The Chronicle’s View: Tsunami victims still need our help

The recent earthquakes in Indonesia were more than most people could believe. How much more tragedy will people in this part of the world have to go through?

Talk about being kicked while down. Relief to tsunami victims is still insufficient and now they’re in need of even more. For the rest of us in other parts of the world, this is truly one of the “times that try men’s souls.”

Donating relief for victims, especially those in Banda Aceh, was very popular a few months ago. But it seems that charity was only a fad. The victims are still in need, but the number of people thinking of them seems to be dwindling.

The cover story on April 6’s New York Times emphasized that tens of thousands of bodies still lie scattered in the rubble. Very little has been done to rebuild and restore coastal fishing villages.

The Times criticized the Indonesian government for not giving the funds it has received to the hardest-hit areas. Some relief organizations defend their tortoise pace by saying an effort of this magnitude requires careful planning.

Hopefully more is done faster, but logistical matters are out of the control of the average person.

Continuing to fund relief efforts is, however, within the means of every human being, including U students.

A great plan is useless unless there is money, food, health care and hygiene items available to be distributed.

The terrible earthquakes that occurred several days ago should remind U students that there are still hungry, homeless and distraught people who need our help.

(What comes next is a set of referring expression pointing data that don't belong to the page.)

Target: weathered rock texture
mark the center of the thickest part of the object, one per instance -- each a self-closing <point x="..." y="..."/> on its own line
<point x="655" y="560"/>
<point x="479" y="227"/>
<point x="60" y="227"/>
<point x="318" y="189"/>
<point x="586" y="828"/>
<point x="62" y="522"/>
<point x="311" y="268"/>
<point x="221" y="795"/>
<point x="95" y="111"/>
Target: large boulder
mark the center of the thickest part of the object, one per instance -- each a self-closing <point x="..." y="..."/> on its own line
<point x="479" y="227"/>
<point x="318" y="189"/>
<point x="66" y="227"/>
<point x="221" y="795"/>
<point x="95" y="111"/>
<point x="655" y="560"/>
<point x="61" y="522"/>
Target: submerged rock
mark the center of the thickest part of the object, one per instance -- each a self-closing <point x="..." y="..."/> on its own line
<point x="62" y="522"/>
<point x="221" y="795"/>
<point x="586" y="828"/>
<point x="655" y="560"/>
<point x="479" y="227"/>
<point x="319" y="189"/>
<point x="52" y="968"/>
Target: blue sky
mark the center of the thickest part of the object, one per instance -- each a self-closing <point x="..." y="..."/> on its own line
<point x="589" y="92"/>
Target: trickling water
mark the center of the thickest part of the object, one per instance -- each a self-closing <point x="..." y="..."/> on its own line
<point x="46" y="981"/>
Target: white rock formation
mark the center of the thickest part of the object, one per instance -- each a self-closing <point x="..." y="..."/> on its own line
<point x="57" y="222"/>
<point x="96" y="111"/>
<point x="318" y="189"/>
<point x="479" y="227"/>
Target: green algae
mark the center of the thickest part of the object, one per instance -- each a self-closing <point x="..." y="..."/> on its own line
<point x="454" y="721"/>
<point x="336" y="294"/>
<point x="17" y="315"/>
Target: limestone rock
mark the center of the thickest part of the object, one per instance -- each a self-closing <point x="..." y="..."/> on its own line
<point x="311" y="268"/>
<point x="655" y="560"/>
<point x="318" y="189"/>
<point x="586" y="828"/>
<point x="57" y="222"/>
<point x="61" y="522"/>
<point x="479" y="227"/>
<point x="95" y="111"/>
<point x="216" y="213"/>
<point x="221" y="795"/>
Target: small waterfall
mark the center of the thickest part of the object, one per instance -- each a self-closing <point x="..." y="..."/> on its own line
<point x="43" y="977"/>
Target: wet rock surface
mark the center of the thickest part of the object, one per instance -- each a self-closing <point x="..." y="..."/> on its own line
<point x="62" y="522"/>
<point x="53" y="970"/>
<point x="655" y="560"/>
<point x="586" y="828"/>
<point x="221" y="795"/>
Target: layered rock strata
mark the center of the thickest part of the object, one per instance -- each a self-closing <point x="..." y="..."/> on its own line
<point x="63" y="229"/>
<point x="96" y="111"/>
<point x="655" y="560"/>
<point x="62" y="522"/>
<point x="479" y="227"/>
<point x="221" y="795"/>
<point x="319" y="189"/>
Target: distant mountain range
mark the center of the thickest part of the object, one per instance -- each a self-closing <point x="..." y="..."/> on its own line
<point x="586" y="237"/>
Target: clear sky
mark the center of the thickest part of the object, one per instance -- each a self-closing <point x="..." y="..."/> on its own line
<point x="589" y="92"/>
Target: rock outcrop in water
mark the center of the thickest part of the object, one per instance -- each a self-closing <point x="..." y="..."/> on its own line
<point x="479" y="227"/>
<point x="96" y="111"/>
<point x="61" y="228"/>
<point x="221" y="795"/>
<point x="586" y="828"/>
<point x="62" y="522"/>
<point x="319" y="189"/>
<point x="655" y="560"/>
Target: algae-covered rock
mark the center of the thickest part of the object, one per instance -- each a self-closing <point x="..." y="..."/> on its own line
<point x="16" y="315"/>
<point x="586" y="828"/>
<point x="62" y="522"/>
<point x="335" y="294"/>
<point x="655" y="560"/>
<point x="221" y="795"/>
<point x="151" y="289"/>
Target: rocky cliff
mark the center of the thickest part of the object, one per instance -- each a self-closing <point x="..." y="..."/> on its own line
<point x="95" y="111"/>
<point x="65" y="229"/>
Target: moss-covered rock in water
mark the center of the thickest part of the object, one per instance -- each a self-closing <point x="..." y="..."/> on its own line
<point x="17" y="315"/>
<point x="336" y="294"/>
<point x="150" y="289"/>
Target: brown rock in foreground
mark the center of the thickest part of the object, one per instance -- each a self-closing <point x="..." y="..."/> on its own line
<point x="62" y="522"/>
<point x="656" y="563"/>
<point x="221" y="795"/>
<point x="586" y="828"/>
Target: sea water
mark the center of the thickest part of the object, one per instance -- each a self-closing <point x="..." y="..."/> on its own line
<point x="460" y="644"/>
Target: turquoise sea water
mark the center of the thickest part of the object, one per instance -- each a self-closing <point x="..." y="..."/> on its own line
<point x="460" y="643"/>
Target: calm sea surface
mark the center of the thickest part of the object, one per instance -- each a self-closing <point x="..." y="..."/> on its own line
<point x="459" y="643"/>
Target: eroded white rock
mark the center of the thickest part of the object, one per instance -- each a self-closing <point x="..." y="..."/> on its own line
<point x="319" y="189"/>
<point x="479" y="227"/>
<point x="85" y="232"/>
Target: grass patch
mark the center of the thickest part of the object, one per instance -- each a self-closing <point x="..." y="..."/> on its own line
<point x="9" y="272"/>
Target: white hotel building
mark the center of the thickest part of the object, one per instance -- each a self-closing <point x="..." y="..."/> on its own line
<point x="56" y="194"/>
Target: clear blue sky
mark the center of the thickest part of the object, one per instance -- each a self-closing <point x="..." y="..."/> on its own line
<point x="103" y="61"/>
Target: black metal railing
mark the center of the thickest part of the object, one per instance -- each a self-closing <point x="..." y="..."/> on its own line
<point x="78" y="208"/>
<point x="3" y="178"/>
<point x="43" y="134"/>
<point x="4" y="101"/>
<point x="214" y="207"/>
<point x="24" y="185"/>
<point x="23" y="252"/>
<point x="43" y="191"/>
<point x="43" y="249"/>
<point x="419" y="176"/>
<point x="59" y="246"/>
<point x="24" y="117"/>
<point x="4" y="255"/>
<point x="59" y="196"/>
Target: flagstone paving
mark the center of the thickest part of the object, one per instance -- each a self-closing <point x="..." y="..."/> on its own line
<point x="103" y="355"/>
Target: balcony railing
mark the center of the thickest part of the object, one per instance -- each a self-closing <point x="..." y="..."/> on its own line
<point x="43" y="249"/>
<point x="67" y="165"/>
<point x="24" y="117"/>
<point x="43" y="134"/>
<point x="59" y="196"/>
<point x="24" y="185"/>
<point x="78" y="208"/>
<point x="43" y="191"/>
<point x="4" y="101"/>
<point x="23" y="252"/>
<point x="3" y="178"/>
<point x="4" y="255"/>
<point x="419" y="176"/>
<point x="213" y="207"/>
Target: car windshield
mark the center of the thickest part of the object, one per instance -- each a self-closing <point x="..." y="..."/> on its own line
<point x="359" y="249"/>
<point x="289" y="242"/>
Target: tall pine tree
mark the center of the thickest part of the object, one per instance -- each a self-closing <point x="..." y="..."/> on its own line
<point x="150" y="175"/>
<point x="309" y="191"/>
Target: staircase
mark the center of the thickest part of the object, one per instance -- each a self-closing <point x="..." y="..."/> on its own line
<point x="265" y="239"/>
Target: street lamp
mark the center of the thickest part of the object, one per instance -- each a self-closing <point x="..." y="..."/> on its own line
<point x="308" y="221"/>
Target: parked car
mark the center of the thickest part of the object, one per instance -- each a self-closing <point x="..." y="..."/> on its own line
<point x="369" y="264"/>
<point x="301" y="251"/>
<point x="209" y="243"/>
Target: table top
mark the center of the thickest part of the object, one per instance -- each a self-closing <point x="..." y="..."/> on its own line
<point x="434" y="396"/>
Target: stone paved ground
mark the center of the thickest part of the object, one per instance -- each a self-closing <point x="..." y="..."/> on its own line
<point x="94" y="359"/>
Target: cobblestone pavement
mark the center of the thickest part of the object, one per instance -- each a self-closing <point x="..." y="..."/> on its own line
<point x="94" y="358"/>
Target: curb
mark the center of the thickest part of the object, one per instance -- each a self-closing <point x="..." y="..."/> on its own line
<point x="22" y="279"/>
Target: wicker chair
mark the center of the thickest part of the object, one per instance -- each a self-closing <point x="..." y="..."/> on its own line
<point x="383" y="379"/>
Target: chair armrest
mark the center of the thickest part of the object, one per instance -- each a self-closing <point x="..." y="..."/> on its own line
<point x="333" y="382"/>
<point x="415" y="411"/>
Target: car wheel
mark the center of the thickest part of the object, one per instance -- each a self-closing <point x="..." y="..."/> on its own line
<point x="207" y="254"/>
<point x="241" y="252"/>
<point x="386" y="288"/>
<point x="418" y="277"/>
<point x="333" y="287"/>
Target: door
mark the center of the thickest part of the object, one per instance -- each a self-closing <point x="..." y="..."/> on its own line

Even the tightest of budgets can afford an extra $5 or $10 to give to an agency that will forward the help.

The paybacks will be enormous. College students are often criticized as being the most selfish age group of people. Selfishness is the fastest and easiest way to become unhappy. The warm, fuzzy feeling that comes from packing a sack lunch instead of eating out to afford a $5 donation is worth far more than the money.

Donating also increases one’s personal level of charity and kindness that will breed new friendships and open doors of opportunity.

In the long run, the relief will show the world that Americans are not as egocentric as our enemies love to portray.